Probation proposals attacked as perverse


Home Affairs Correspondent.

Plans to scrap university-based training for probation officers were yesterday described as "perverse, doctrinaire and counter-productive".

The heads of the country's universities warned that to reduce the knowledge and skills of the service could lead to a "considerable risk" to the public.

Their attack on Michael Howard, the Home Secretary, comes only a day after a senior High Court judge said the decision to opt for on-the-job training was the equivalent of pointing a pistol at the head of the probation service.

Mr Justice Garland warned that the proposals would reduce standards among a profession which handles vital work with offenders - including supervision of serious offenders like murderers and rapists when they leave prison.
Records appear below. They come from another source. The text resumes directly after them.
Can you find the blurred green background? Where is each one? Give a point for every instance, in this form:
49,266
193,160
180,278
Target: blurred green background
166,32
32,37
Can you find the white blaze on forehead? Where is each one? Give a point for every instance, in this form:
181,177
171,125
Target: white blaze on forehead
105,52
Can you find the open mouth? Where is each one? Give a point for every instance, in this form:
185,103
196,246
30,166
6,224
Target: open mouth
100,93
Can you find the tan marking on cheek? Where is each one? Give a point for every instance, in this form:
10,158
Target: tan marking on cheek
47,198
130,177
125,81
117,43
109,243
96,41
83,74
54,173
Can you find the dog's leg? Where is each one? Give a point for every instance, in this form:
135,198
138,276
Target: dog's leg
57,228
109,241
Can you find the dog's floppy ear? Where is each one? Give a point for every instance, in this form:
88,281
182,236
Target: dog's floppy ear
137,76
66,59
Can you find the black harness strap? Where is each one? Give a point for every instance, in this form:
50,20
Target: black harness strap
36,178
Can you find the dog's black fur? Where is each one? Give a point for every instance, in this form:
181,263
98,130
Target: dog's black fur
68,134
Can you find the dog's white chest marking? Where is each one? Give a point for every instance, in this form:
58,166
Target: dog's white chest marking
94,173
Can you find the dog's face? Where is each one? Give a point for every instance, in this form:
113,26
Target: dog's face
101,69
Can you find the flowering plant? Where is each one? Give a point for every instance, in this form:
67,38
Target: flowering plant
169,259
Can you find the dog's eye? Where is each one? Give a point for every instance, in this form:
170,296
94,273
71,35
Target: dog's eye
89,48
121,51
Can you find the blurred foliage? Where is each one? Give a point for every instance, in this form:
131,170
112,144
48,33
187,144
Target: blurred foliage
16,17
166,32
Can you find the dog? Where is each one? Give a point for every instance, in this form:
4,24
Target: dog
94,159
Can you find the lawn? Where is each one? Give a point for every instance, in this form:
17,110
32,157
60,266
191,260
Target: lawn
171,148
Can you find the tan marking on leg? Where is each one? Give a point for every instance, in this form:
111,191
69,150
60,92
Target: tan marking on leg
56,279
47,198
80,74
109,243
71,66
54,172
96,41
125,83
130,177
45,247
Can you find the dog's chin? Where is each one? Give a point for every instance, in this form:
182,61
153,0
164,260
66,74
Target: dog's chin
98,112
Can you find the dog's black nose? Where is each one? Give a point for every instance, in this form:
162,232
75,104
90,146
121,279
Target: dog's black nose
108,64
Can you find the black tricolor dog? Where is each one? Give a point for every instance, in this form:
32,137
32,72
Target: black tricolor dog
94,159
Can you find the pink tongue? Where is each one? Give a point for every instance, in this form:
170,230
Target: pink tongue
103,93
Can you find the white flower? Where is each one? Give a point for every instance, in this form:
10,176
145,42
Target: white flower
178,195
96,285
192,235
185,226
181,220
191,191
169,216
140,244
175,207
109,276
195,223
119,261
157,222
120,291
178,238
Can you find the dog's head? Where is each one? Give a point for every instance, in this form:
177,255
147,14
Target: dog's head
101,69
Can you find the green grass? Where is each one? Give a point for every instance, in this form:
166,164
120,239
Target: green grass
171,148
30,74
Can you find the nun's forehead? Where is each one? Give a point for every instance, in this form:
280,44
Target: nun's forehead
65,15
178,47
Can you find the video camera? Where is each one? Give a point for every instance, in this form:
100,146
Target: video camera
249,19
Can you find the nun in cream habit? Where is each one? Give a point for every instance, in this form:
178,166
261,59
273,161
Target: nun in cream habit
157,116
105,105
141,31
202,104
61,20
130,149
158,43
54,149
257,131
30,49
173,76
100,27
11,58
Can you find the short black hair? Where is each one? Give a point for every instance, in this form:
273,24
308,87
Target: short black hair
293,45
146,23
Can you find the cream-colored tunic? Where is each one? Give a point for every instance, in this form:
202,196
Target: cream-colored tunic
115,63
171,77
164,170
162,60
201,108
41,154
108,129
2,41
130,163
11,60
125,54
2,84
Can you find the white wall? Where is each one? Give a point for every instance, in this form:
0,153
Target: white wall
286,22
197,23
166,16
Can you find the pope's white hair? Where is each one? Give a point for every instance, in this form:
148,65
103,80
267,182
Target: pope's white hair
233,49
The criticisms coincide with a lobby of Parliament by 1,400 probation officers who claim the Government is destroying the service's professionalism.

In one of the most radical shake-ups of the service, Mr Howard plans to scrap the social work diploma and instead tailor training to suit the needs of individual recruits. Ministers hope this will attract more former members of police and the armed forces as part of a move to harden the service's practices and image.

Mr Howard said: "I propose to sweep away the barriers to the recruitment of people who have relevant skills and experience to offer but who lack the social work diploma qualification which is at present required by the law."

But yesterday the committee of vice-chancellors and principals, said the two-year university- based training was "a relatively short time" in which to acquire the necessary legal, criminal and social policy knowledge base as well as the professional and practical skills required.

"Probation work demands strong critical intellectual skills in order to deal with high-risk offenders and with the increasing knowledge required with so much new legislation."

They also pointed out that the plans contradict the findings of a Home Office review which found that the service was "very effective in the training and recruitment methods it employs".

Dr Kenneth Edwards, chairman of the committee said: "These plans are perverse, doctrinaire and counter productive." The Government was ignoring its own research in pursuit of cost savings that "are probably illusory".